# Examine how well we have mapped Hetionet to the UMLS

In [1]:
import pandas as pd

## Read Hetionet nodes

In [2]:
hnodes = pd.read_csv("hetionet/hetio_nodes.tsv", sep='\t')

In [3]:
hnodes.shape

(58700, 4)

In [4]:
hnodes.head()

Unnamed: 0,hetio_id,name,het_type,cui
0,DB00795,Sulfasalazine,Compound,UMLS:C0036078
1,DB00795,Sulfasalazine,Compound,UMLS:C0699547
2,DB00795,Sulfasalazine,Compound,UMLS:C4255898
3,N0000000151,Histamine H2 Receptor Antagonists,Pharmacologic Class,UMLS:C2757005
4,100996420,DNM1P50,Gene,100996420


## Some mapping statistics

In [5]:
temp = (hnodes
    .assign(iscui = lambda df: df["cui"].str.startswith("UMLS"))
    [["hetio_id", "het_type", "iscui"]]
    .drop_duplicates()
)

In [6]:
temp.groupby("het_type")["iscui"].value_counts().to_frame()

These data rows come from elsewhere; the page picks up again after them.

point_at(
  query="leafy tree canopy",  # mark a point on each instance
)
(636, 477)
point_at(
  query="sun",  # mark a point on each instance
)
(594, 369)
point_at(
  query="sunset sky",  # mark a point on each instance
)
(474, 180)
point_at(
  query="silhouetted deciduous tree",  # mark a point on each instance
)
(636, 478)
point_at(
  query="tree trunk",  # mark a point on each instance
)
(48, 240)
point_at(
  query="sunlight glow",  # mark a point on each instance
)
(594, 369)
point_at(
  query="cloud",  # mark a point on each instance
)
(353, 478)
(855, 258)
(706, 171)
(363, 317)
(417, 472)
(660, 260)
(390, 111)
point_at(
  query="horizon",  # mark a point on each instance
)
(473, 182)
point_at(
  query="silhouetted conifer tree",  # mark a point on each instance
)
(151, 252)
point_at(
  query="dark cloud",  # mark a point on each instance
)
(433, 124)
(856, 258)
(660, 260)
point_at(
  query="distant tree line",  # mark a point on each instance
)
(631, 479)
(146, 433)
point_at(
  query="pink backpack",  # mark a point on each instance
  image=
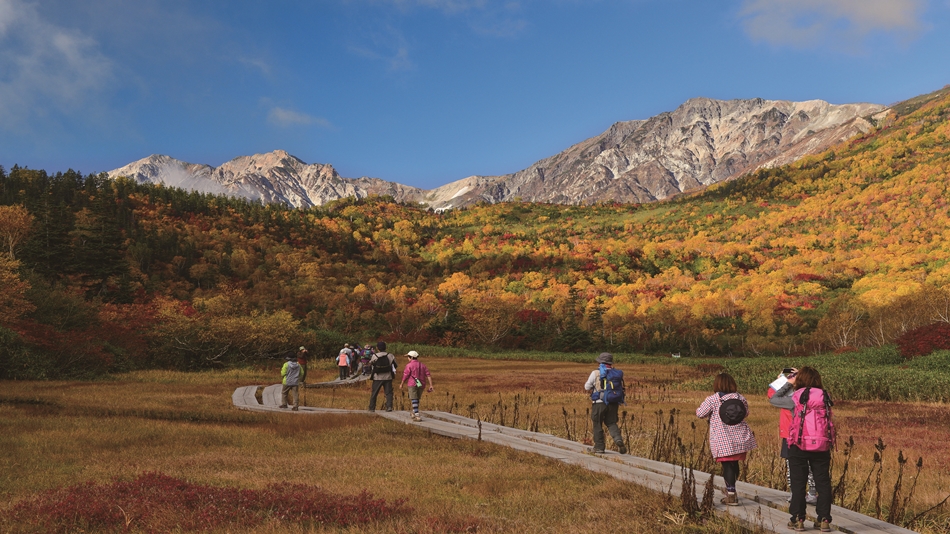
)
(811, 428)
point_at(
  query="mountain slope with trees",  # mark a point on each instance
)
(846, 249)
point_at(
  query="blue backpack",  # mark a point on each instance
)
(610, 386)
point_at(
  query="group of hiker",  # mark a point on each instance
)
(805, 426)
(806, 429)
(380, 365)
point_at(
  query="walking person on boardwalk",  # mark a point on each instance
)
(811, 436)
(382, 371)
(784, 421)
(730, 437)
(417, 375)
(302, 356)
(343, 361)
(290, 375)
(606, 388)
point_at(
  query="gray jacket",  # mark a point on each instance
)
(383, 376)
(783, 398)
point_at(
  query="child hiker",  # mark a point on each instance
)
(730, 437)
(417, 375)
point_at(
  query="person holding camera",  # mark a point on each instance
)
(810, 439)
(784, 421)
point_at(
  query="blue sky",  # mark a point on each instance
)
(424, 92)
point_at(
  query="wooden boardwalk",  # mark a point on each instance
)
(761, 507)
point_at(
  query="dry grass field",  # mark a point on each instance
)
(59, 434)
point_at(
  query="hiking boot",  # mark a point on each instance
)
(731, 499)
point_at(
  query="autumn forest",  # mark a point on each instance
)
(839, 251)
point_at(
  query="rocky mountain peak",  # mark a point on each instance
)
(703, 141)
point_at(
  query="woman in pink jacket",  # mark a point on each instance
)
(416, 374)
(729, 440)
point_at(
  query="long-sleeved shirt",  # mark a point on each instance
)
(415, 370)
(290, 373)
(726, 440)
(382, 376)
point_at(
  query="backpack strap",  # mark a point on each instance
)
(803, 400)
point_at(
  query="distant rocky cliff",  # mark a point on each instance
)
(702, 142)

Unnamed: 0_level_0,Unnamed: 1_level_0,iscui
het_type,iscui,Unnamed: 2_level_1
Anatomy,True,402
Biological Process,True,11321
Biological Process,False,60
Cellular Component,True,1385
Cellular Component,False,6
Compound,True,1544
Compound,False,8
Disease,True,135
Disease,False,2
Gene,True,19383


In [7]:
(temp
    .groupby("het_type")
    ["iscui"]
    .value_counts(normalize=True)
    .multiply(100)
    .to_frame()
)

Unnamed: 0_level_0,Unnamed: 1_level_0,iscui
het_type,iscui,Unnamed: 2_level_1
Anatomy,True,100.0
Biological Process,True,99.472806
Biological Process,False,0.527194
Cellular Component,True,99.568656
Cellular Component,False,0.431344
Compound,True,99.484536
Compound,False,0.515464
Disease,True,98.540146
Disease,False,1.459854
Gene,True,92.542373


The vast majority of concepts were mapped from Hetionet to the UMLS. The main category which was ignored was the pathways class. One contributing factor to unmapped concepts was the fact that some concepts have degraded and been removed from their source ontologies since creation of Hetionet.

These concepts will need to be upgraded to their latest versions before they can be harmonized with the UMLS.